Net Zero Solution: The concept of “net zero” signifies a state in which the amount of greenhouse gases (GHGs) produced is balanced by the amount removed from the atmosphere. Achieving net zero emissions is crucial for ensuring a sustainable future and mitigating the effects of climate change. This can be accomplished through a combination of reducing emissions and implementing strategies for carbon removal. Net zero, also referred to as “carbon neutrality” or “climate neutrality,” involves reducing greenhouse gas emissions responsible for global warming to zero by offsetting them with removal and storage through carbon sinks.

To attain the net zero target for a sustainable energy transition, it is essential to revolutionise the way energy is generated, consumed, and managed. This transition aims to balance the greenhouse gas emissions associated with energy use by generating renewable energy and reducing emissions in various sectors. Here’s a brief overview of the energy sources and strategies needed for achieving net zero emissions:

1. Renewable Energy: Renewable energy sources such as solar, wind, hydro, and geothermal power play a crucial role in achieving net zero emissions. These sources are abundant, environmentally friendly, and have minimal to zero carbon emissions, making them essential for reducing our reliance on fossil fuels.

2. Green Hydrogen Energy: Hydrogen has the potential to contribute significantly to achieving net zero emissions. However, it is crucial to produce hydrogen using sustainable methods, as current practices often involve fossil fuels and result in substantial carbon dioxide emissions.

3. Nuclear Energy: Nuclear power is a carbon-free energy source that can complement renewable energy.
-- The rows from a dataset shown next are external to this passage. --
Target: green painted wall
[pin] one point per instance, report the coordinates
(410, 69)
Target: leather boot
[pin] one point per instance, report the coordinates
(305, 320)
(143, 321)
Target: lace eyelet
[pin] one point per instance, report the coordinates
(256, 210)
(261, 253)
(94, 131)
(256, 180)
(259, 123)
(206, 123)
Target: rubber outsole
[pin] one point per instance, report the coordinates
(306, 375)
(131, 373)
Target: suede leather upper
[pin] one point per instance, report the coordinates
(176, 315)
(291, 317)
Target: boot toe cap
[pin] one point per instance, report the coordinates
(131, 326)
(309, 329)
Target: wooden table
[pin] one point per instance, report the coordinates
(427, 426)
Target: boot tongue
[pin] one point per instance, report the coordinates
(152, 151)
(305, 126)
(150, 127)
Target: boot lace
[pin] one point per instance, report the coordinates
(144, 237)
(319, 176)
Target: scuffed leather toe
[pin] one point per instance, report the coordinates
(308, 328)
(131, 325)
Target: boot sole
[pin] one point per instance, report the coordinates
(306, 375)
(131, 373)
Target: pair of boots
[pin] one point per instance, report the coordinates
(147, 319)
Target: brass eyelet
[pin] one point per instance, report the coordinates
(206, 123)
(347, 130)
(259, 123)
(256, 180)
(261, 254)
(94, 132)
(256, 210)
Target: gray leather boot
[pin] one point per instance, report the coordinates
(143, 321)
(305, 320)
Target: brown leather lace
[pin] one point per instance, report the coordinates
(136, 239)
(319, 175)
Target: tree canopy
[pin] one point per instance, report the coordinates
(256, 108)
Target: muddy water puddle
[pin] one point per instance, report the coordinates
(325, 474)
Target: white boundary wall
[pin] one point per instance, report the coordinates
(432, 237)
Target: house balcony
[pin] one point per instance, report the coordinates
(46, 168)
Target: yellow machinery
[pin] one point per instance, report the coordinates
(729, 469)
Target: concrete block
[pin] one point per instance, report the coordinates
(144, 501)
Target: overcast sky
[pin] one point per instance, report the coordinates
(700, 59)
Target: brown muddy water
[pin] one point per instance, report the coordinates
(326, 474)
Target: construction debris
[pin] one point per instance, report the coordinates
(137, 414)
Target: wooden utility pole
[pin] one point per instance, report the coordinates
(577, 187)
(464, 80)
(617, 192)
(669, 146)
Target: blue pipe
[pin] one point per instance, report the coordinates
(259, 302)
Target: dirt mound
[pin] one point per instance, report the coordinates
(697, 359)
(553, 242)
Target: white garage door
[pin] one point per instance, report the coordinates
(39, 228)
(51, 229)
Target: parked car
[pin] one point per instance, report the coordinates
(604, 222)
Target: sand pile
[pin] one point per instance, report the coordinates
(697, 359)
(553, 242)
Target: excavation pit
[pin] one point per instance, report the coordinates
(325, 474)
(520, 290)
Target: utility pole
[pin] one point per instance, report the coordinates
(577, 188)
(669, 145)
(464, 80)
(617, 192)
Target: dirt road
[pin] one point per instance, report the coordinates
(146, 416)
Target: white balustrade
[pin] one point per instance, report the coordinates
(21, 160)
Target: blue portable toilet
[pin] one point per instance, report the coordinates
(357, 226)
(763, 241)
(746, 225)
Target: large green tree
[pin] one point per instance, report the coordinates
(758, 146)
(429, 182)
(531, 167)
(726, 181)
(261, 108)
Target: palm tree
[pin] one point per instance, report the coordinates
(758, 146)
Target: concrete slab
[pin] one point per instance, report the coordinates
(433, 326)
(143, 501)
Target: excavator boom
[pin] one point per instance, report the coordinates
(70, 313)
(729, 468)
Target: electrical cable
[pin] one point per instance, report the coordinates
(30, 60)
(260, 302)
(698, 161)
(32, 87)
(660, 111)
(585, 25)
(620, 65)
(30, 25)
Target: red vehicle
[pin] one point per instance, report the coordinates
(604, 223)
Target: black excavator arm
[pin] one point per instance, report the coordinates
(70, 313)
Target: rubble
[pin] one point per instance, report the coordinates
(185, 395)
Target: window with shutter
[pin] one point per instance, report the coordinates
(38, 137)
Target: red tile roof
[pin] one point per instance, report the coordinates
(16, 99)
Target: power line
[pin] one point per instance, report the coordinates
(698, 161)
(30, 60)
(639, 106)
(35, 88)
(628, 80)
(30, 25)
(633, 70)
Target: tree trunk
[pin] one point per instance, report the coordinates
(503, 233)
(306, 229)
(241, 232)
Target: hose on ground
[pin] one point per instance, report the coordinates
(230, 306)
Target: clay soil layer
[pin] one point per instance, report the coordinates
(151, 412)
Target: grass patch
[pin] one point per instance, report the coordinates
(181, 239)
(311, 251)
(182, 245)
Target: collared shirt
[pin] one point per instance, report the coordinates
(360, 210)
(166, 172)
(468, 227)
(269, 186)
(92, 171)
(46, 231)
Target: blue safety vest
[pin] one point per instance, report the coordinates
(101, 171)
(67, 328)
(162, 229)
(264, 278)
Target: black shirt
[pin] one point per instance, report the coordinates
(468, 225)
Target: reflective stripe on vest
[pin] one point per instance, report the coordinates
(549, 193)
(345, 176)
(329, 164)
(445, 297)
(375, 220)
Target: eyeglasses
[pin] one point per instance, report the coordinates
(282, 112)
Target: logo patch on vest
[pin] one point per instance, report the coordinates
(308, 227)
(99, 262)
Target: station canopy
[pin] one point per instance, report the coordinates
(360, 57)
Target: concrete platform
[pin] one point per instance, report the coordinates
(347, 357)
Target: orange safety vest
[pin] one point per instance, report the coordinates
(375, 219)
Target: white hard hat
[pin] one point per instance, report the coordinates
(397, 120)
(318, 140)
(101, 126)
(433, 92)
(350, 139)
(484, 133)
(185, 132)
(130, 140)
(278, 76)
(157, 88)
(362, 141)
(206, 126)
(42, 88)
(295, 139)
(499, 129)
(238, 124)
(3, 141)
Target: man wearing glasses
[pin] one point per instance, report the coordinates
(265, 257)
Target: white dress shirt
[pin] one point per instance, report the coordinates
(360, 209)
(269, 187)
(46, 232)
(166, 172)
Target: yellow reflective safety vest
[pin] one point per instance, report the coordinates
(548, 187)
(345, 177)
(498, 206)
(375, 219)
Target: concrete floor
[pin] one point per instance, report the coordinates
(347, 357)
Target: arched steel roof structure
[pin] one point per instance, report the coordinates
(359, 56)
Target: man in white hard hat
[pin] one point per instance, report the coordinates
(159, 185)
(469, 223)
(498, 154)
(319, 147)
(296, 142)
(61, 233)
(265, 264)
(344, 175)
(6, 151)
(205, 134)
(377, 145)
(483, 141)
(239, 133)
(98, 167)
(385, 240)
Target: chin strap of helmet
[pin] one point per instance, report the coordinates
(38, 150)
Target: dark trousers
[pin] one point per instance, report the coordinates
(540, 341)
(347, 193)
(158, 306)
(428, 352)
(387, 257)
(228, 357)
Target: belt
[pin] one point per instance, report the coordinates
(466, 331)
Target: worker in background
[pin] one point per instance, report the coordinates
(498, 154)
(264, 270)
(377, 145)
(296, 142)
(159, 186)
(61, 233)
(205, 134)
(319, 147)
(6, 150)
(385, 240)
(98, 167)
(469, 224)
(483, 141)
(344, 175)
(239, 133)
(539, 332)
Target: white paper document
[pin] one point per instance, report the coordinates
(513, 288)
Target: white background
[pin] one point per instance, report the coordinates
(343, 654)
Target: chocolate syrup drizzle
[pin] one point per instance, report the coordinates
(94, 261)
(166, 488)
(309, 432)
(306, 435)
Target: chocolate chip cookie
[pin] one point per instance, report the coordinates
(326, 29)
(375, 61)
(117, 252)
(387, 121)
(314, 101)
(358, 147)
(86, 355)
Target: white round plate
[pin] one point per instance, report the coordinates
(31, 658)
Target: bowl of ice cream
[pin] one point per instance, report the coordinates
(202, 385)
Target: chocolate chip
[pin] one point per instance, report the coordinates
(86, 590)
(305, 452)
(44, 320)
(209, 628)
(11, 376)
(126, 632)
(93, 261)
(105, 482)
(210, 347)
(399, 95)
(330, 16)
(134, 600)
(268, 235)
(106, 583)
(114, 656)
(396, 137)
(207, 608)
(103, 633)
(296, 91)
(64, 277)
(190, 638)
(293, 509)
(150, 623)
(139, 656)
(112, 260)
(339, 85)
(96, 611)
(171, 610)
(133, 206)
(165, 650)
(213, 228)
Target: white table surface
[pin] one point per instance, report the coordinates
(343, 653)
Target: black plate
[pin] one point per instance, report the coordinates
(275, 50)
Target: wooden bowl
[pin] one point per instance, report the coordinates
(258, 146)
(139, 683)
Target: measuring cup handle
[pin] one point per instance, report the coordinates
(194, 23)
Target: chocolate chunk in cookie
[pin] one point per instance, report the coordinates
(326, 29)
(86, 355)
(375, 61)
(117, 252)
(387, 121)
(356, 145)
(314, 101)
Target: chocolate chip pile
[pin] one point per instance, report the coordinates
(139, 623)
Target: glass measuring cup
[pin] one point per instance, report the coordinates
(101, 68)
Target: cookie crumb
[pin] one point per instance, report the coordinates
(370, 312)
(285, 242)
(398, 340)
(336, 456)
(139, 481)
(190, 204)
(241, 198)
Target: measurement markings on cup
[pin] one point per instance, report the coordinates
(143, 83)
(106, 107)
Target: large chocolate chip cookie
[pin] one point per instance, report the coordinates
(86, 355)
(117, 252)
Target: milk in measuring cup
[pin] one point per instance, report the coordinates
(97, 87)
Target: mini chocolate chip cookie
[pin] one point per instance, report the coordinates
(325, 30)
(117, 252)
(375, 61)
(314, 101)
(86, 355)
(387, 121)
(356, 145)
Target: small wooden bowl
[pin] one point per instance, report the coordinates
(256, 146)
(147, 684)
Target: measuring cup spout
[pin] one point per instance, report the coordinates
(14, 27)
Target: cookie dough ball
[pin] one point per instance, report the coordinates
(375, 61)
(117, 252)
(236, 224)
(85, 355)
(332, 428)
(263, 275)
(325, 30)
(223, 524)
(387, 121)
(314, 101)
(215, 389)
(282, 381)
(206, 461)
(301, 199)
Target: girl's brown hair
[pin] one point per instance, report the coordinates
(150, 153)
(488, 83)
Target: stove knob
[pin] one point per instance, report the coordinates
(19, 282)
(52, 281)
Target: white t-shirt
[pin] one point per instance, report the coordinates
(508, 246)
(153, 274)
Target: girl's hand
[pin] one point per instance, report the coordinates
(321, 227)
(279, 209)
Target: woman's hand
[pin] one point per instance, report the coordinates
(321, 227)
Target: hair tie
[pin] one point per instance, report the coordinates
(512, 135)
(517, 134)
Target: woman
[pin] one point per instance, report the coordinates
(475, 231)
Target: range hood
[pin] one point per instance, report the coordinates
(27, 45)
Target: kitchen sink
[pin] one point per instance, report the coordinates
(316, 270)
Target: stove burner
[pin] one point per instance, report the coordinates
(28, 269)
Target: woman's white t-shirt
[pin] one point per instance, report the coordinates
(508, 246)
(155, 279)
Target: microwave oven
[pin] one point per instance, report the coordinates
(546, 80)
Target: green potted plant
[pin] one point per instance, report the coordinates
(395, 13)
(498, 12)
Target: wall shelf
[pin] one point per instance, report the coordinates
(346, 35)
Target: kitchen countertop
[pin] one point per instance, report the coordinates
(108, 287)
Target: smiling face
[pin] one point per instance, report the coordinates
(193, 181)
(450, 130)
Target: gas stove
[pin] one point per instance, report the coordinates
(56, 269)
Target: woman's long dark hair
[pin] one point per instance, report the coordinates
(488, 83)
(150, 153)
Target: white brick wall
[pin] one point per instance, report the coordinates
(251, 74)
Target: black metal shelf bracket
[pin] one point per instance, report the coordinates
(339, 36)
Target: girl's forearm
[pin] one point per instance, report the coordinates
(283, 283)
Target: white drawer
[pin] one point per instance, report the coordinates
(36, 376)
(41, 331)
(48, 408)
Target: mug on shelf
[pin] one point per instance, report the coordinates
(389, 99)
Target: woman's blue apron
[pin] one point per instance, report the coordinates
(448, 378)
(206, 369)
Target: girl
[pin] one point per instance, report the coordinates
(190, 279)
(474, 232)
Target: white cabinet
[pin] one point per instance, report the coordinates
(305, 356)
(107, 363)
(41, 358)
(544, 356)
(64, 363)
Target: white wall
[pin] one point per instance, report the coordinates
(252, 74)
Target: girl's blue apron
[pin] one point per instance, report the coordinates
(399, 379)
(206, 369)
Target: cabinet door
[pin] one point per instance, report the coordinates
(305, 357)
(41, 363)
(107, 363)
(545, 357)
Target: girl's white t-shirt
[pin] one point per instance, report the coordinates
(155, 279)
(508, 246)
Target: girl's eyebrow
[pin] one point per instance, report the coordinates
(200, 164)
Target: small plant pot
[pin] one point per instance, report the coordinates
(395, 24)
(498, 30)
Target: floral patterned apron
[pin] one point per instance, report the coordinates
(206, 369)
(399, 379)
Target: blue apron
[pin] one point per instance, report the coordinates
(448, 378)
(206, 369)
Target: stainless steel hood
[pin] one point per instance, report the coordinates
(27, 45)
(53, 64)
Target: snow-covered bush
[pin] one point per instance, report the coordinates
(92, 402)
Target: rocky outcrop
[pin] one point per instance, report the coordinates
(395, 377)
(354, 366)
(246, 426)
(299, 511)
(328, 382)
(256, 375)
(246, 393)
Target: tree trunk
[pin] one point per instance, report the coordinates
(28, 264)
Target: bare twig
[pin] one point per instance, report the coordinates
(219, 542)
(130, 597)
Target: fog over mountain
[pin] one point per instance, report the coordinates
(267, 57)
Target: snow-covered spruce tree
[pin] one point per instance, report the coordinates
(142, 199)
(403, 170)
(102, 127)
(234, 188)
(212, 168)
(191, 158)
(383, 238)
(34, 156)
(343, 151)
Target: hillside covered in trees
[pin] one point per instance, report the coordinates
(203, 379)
It has the potential to provide clean energy for various sectors, including transportation and buildings.

4. Wind Energy: Wind electricity generation has seen significant growth, and it is a key component of achieving net zero emissions. Expanding wind energy capacity and increasing generation rates are essential for meeting emission reduction goals.

5. Tidal Wave Energy: Tidal power, generated from oceanic and tidal waves, offers a renewable energy source with minimal carbon emissions. While it is not as developed as other renewables like wind and solar, it holds promise for the future.

From the discussion above, it becomes evident that human activities, particularly one-sided developmental approaches, are responsible for the current state of global warming and climate change. It is imperative that people around the world take collective action to mitigate this crisis and ensure a habitable Earth. Our energy sources must be environmentally friendly, produce zero carbon emissions, and support the goal of net zero emissions, or else our beautiful planet and its diverse ecosystems will be at risk.